Using that method, the Griffith Academy professor Maxime Aubert and his squad were able to make up one's mind that the Sulawesi paintings are, at minimum, 39,900 years old. Which makes their minimum age at least 2,000 years older than the minimum age of the oldest European cave art. (While the paintings are strikingly similar in content—human hands, animals teetering on stick-like appendages—they are besides strikingly different in manner. The Indonesian images "look 'line-y,' about similar brush strokes," Alistair Pike, the archaeologist who identified what was preciously considered the world's oldest cave art, in Europe, told Nature. Early European images, on the other hand, "look dabbed, almost like finger paint.")

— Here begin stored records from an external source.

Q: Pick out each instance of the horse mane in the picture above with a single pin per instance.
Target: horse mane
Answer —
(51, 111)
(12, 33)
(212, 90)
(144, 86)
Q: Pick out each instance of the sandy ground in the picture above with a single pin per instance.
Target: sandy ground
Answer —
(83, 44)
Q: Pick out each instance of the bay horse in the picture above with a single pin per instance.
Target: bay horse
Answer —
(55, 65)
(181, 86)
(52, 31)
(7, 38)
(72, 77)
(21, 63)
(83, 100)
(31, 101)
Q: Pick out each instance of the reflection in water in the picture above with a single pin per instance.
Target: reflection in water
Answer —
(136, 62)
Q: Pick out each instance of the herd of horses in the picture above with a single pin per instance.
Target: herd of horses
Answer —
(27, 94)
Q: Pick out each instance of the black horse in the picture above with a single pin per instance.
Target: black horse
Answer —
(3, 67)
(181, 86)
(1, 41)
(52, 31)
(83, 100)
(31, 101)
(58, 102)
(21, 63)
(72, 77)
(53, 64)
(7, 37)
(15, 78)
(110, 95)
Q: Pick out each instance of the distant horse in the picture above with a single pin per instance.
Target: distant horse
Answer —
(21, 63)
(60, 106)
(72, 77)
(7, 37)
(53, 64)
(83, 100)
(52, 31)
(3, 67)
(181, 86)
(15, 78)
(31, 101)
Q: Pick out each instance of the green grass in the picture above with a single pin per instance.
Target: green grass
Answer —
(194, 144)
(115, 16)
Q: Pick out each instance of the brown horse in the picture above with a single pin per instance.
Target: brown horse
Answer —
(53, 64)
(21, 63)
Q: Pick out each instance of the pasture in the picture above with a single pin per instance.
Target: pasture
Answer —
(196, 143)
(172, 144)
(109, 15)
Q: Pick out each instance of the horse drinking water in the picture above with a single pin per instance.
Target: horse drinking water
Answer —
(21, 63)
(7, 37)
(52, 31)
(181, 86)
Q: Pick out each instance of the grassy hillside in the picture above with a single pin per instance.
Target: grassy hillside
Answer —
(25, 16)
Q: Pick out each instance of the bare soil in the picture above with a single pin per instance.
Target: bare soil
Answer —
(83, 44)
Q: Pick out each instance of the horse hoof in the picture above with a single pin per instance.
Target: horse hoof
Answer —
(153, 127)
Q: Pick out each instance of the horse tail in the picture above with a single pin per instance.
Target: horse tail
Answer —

All of which make the Sulawesi dating not just a scientific discovery, and not just a cultural revelation, just also something of a political point. "It allows us to move away from the view that Europe was special," Aubert told Nature. "There was some idea that early Europeans were more aware of themselves and their surroundings." The discovery of proto-art in Indonesia—the flecked and frozen outlines of the easily of unknown humans—negates that idea, scientifically. "Now," Aubert says, "we can say that's not true."